Gurbet Pastası: Hemşinliler, Göç ve
Pastacılık
Yazı:
Özhan Öztürk
Rize iline bağlı dağlık Çamlıhemşin ve Hemşin
ilçelerinin yanısıra Çayeli, Pazar, Fındıklı ve Artvin iline bağlı
Hopa ilçelerinin dağlık iç kesiminde yaşayan ve soyu bu bölgelere
dayanan halk kendini Hemşinli olarak tanımlamakta ve günümüzde
geçimlerini çay tarımı ve gurbetçilikle sağlayan bu halk Cumhuriyet
döneminde Türkiye’nin dört bir yanına açmış oldukları fırın ve
pastaneleriyle dikkat çekmektedir. Zihni Derin tarafından
1930’larda Batum’dan getirtilerek bölgede ziraatine başlanılan
uzakdoğu kökenli bitki çay gelip beraberinde 1970’lerde zirve yapan
tatlı bir refah dalgası getirmeden önce dahası Hemşinliler 19.
Yüzyıl sonlarında Çarlık Rusya’sına çalışmak amacıyla gidip
fırıncılık sanatını öğrenmeden önce bölgede hayvancılık ve kendi
ihtiyacını karşılayacak miktarda tarım dışında alternatif geçim
kaynakları yoktu. İlginç olan Lazı, Hemşinlisi, Rumu, Türkmeni
istisnasız olarak Karadeniz mutfağında sofistike bir tatlı kültürü
mevcut değilken Hemşinlilerin hayırlı bir tesadüfün yanı sıra
yetenek ve azimleri sayesinde ülkemizde hatta yurt dışında mahir
fırıncı ve pastacılar olarak tanınıp, iş kurmalarıdır. Sürmene’nin
Macuka köyüne elektirik direklerinin dikilmediği idare lambası
günlerinin rutin tatlısı malez adını verdiğimiz bir çeşit
muhallebiydi ve köyde günlük üretilip tüketilen tek tatlı çeşidiydi.

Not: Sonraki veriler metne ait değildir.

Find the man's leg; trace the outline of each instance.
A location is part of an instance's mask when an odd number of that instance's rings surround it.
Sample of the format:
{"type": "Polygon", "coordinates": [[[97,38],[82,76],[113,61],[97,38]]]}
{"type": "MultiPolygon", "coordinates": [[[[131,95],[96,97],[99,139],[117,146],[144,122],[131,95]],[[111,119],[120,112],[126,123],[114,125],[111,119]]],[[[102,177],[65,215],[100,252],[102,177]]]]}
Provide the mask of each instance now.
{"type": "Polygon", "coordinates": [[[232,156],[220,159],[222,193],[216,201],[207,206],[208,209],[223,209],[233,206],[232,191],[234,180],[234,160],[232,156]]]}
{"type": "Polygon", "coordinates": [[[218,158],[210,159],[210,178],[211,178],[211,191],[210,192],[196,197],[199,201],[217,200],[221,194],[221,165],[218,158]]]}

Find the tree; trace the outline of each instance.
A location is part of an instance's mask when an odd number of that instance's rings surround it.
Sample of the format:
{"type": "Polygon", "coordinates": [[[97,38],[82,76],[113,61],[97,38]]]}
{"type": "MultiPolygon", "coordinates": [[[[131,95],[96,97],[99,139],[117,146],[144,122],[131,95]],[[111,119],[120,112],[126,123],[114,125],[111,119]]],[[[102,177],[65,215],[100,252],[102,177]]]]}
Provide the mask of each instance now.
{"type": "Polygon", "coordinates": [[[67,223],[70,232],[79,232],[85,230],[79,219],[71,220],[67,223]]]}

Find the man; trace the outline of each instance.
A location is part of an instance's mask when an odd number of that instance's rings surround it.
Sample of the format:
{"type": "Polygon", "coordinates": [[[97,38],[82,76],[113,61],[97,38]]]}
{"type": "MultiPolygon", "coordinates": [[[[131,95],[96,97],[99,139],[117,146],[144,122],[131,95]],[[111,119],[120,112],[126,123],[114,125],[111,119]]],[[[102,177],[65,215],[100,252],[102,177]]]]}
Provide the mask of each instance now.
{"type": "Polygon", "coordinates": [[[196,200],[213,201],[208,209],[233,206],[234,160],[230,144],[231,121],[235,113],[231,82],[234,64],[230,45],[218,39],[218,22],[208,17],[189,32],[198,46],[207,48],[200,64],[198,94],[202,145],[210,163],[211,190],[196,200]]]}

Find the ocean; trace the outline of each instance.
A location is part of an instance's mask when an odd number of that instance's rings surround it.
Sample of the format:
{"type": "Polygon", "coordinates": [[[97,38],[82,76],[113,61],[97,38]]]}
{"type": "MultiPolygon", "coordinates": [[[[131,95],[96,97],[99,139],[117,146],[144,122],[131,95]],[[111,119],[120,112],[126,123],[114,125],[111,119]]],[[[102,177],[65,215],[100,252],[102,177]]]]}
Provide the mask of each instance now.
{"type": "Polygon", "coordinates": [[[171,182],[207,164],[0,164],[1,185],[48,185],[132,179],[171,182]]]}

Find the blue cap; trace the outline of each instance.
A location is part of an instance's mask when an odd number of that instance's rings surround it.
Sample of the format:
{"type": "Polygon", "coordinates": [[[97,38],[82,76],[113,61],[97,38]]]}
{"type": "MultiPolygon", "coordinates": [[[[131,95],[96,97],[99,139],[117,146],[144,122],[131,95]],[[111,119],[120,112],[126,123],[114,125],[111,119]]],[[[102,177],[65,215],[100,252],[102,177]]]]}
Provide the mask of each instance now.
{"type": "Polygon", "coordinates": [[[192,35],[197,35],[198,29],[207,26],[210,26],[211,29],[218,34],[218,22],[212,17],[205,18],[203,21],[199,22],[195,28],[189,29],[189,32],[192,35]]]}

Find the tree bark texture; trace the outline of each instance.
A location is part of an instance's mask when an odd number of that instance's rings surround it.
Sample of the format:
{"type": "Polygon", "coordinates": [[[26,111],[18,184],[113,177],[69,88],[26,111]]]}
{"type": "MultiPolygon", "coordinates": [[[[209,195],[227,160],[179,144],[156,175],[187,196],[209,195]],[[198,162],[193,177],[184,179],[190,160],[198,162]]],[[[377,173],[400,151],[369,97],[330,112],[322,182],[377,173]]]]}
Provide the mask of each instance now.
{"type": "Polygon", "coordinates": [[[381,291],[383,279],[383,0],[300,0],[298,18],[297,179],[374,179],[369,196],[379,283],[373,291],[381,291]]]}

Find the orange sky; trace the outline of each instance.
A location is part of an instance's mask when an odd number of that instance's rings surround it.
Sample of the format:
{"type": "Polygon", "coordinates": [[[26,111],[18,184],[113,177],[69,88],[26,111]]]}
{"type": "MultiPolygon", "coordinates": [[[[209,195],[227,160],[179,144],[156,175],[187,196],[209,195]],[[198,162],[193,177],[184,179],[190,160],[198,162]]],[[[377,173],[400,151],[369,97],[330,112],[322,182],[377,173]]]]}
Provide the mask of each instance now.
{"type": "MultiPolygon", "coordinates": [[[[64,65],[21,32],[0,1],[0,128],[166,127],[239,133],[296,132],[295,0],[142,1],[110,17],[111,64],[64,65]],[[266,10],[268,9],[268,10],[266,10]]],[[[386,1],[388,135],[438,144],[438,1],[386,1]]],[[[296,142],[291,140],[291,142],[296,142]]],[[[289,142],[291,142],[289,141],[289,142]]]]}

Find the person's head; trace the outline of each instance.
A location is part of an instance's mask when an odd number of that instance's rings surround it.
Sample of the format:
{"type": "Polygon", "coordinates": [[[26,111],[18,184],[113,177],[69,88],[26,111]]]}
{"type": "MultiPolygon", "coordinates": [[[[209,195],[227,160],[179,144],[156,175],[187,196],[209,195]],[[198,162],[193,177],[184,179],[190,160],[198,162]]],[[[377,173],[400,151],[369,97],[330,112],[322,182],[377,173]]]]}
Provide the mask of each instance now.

Kobalets adı verilen karakabakın haşlanan içinin süt ve şekerle lapa
kıvamına gelinceye dek karıştırılmasıyla elde ediliyordu. Demokrat
Parti iktidarından sonra köye buğday ununun girmesiyle köylü
düğünden düğüne olsa da yufkadan pileki içinde pişirilen burma
tatlısını ve Eylül sonu toplanan kokulu üzümlerden yapılan bir çeşit
su muhallebisi olan üzüm malezini (Rize’de pepeçura), mısır ununun
şeker ve yağla kavrulmasıyla elde edilen bir çeşit helvayı da
biliyorduk, hadi buna pekmez, küme gibi bu sınıfa girmesi şaibeli
besinleri komşlu yörelerde yapılan kada ve kurutulmuş meyva
hoşaflarını vs. eklesek de göğsümüzü kabartacak bir menüyü asri
zamanın meraklı gurmelerinin önüne koyup, işte bizim mutfağımızın
zengin birikimi budur diyemiyoruz
Binlerce yıl boyunca bizi ana
şevkatiyle bağrına basan Karadeniz’imiz hamsi ve yunus (delfina ve
Mutika) balıklarını, kızılağaçlık ve kumarlıklarını kesip çay ve
fındık tarlalarına yer açtığımız için erozyonla derelere kurban
ettiğimiz baba mirası cömert toprağımız bugün adını bile
hatırlamadığımız zığal (susuz yetiştirilen dağ pirinci), guguvaga
(yenilebilir mantar), fasülye, lames (pırasa) ve hayat kaynağımız
lahanayı bizden hiç esirgemedi. Doğu Karadeniz’de ziraatine 18.
yüzyılda başlanılan lauz/lazut (mısır, darı) ve en çok yüz yıl önce
ahıraltlarındaki küçük tarlacıklarda (çebi) lahana fideleri arasına
dikilen kartof (patates) kendi tariflerinide birlikte getirmelerine
hatta günümüzde geleneksel Karadeniz yemeklerinin temel malzemeleri
oluşturmalarına karşın sofralarda uzun bir maziye sahip değillerdi.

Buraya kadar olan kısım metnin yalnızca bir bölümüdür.